Federigo Tozzi (1883-1921) guarda Siena con gli occhi di chi osserva uno spettacolo della natura. Gli elementi costruiti -case, mura, torri, palazzi, chiese- sono raccontati come paesaggio, costituiscono un tutt’uno con gli eventi meteorologici, le vegetazioni, si continuano nel movimento delle colline, nella variabile colorazione del cielo.
Mura e pomerio non segnano un confine tra città e campagna, ma una reciprocità nella quale egli concentra e formalizza il suo sentimento dello spazio senese. Da questo spazio nessuna delle sue opere prescinde: esso non è l’ambiente, non è la scena allestita ad accogliere una vicenda; esso è propriamente la situazione permanente, assoluta di Tozzi. È questo spazio che compone il racconto, e Bestie ne è forse la prova più esplicita, perché qui più che in ogni altra opera si rappresenta in equilibrio perfetto la naturalizzazione dell’urbano.
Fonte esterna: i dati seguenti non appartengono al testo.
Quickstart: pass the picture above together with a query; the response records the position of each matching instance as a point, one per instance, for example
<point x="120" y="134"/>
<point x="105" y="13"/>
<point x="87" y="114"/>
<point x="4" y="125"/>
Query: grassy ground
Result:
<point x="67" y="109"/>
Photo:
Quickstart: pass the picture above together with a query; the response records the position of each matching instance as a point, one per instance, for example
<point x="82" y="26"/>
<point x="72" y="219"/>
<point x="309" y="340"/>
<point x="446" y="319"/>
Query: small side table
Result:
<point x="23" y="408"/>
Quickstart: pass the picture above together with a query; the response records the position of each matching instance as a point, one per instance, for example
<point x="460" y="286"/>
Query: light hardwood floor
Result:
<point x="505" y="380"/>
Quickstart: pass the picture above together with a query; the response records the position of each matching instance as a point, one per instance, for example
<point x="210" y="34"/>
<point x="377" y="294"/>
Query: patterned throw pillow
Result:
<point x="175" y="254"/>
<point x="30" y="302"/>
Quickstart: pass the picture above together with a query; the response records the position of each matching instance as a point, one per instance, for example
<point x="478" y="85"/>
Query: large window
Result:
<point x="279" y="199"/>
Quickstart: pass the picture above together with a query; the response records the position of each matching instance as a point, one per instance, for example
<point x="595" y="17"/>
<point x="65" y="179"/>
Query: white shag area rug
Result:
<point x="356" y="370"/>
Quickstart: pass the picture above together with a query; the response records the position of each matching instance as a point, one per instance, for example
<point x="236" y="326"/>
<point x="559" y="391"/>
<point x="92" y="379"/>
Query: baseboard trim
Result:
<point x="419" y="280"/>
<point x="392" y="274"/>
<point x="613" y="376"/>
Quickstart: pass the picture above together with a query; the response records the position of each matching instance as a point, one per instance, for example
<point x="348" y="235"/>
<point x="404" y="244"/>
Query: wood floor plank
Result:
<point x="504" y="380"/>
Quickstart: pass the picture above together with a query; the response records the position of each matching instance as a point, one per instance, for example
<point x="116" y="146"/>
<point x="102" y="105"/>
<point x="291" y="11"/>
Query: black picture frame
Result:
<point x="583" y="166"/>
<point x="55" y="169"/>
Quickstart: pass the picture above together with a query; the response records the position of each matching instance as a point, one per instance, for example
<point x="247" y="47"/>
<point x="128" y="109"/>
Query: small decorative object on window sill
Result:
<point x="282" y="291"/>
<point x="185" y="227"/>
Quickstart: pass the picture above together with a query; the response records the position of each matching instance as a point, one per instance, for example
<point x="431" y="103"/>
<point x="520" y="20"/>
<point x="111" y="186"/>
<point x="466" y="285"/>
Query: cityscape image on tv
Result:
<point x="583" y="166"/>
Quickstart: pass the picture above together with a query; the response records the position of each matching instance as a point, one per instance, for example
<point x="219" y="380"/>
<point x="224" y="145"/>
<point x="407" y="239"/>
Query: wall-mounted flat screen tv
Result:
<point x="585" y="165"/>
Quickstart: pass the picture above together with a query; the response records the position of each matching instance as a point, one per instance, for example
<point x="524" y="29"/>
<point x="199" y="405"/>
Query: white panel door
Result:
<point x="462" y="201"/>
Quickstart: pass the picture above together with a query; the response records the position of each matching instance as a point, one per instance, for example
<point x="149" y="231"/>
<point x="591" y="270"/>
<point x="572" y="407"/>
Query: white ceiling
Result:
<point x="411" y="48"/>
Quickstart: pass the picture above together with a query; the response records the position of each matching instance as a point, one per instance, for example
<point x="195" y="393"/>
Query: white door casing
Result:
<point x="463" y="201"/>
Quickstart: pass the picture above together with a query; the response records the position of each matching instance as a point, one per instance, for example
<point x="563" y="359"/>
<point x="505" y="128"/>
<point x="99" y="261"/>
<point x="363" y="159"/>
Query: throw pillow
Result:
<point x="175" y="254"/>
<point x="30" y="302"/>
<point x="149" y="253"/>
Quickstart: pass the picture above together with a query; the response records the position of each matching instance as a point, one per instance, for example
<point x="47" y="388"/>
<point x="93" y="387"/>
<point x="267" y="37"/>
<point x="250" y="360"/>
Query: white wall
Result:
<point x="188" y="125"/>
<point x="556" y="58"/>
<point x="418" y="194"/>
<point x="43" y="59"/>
Del resto le pagine celebri dedicate -in Con gli occhi chiusi e in Tre Croci– alla veduta di Siena quale si offre dalla alta tolda di Camporegio giungono fino a cancellare la regola che pure sta alla base d’ogni struttura urbana, cioè il condizionamento che determinano nel connotare il volto di una città, le strade e le piazze per rapporto agli edifici.
«Non è possibile capire dove siano le vie; perché le case paiono separate l’una dall’altra da spacchi e da tagli quasi bizzarri, alla rinfusa». È la rappresentazione di un luogo impervio: strade che «si fermano; come se non sapessero dove andare»; piazze «ripide, affondate», «che dall’alto paiono buche»; i vicoli «simili a spaccature e a cretti enormi». «pendii diseguali», «il parapetto d’un abisso”. «Nei rialzi sembra che ci sia un parapiglia a mulinello, negli abbassamenti le case precipitano l’una addosso all’altra; come frane».
Qui le dinamiche architettoniche sono rappresentate come in un rilievo orografico, sono crepaccio, sono montagna discoscesa non lieve, non agevole da essere attraversata: una condizione rupestre ove la fatica del movimento necessita di una agilità psicologica tutta solipsistica, che rende guardinghi, poco consente la comunicazione e nega l’abbandono, la convivialità, la disponibilità fiduciosa verso l’altro.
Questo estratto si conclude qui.